拙ブログをリンクに掲げてくださっていますね。ありがとうございます。こちらでも早速リンクを貼らせて頂きます。

るるどさんは、ひとりでいるのがお好きなようですね。けど
>人間は一人では生存できないので群れを成し
ます。そう、生存のためにです。るるどさんは、この「群れ」に抵抗感があるように思いました。「群れ」は壁を作るからでしょうか?
では、壁のない「群れ」があれば、そんな「群れ」なら好きになれるでしょうか? 
そんな「群れ」なんか、ありえないかもしれません。壁がなければ、そもそも「群れ」ではありません。でも、近頃思うんです。
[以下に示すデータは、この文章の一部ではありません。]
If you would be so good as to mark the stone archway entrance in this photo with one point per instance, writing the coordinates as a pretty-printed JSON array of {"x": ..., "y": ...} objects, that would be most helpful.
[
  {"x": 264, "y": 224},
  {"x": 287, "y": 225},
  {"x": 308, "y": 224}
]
壁がない「群れ」を作らないと、人類は生存していけなくなるのではないか、と。

いきなり重たいコメントで申し訳ありません。こんな奴ですけど、今後ともよろしくお願いします。

おはようございます。
中学生の頃の女の子は「グループ」をつくりたがりますね。私のときも女の子達は「グループ」で行動してました。「群れ」に属さないのは、勇気のいることでしょうね。
国もある意味「グループ・群れ」かもしれません。そして群れが変な方向へ「世論」を作り国をわけのわからない方向へ導かないことを願うばかりです。

愚樵 さま

コメントどうもありがとうございます。
自然とのかかわり方が素敵だなと思いつつ、時々お邪魔させていただいていました。勝手にリンクをはってしまい、すみませんでした。こちらこそどうぞよろしくお願いします。

私は寂しがり屋なので、孤独は苦手です(だから、当時は辛かった・・・)。

「群れ」と言った時、羊の群れのようなものを想像していました。一人一人の意思とは関係なく群れる羊のようなグループづくりが当時ありました。

「壁がない群れ」とは領域を超えたつながりのようなものなのでしょうか。一人一人の意思によって持たれるゆるいつながり、そして何かあったときは団結するような。そんな、つながりが求められているような気がします。

CONSAMAさま

コメントどうもありがとうございます。
以前、「たけくらべ」の美登利と重ねて、自分の思春期のことを書きましたが、ちょうどその頃でしたので、子供の私にとっては大変な時期でした。グループで行動していなかった男の子たちがうらやましかったです。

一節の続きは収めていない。